On Saturday Paul got up with two of the boys before six. He fed them, rescued the third from his crib, changed some objectionable diapers and made some coffee. Just like he does every morning. I came down later-- after lying there listening to screaming and willing the smell of the coffee to somehow fly me downstairs like magic dust. While I was trying to hide under our blankets, he had decided to clean out the return registers (big holes in the floor covered by grates, where the boys store all manner of food and toys), and then in a feat of heroic proportions he braved the underbelly of the couch cushions with the vacuum cleaner. He is often twice the mother I am.

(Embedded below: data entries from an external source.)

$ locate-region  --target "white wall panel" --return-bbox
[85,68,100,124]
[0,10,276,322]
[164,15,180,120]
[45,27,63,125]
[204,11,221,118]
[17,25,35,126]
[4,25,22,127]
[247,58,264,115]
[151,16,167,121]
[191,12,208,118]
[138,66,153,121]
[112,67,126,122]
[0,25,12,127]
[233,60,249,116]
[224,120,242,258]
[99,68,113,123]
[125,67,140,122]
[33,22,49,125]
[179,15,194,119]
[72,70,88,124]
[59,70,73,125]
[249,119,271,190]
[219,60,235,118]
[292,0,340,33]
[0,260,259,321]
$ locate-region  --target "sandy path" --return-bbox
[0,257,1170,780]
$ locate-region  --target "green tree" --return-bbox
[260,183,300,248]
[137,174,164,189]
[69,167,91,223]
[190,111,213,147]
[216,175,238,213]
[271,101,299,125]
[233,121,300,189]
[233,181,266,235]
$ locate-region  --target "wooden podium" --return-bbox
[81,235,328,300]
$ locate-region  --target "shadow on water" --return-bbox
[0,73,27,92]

I am largely ambivalent towards Mother's Day (big surprise), preferring to use it as an excuse to spend as much time by myself as possible. Even typing this makes me giggle because: 1. I realize how different I am from my own mother who desires exactly the opposite and I wonder if that will be me one day, and 2. of COURSE I do not get to spend the day by myself. Have you met these little people? They enjoy a lot of togetherness. It is their way.
But I am not going to look this gift horse in the mouth, especially after spending Saturday night in the company of some amazing people celebrating the complications of family and motherhood-- and we all know it's complicated. Like most days that merit their own Hallmark commercial, there is always a flip side. I know that his day heightens the grief of those who have lost their mothers or for those who's circumstances are preventing them from being the parent that they would like to be. It is heavy stuff, and looking at my own life in comparison, I know that I have been given the world.
I am grateful for my small people, for the woman my own mother is, and for the people that have come along side my family and myself and mothered us in their own way. I am grateful for the mother who gave life to my boys and who continues to love them in a way that I'll probably never understand.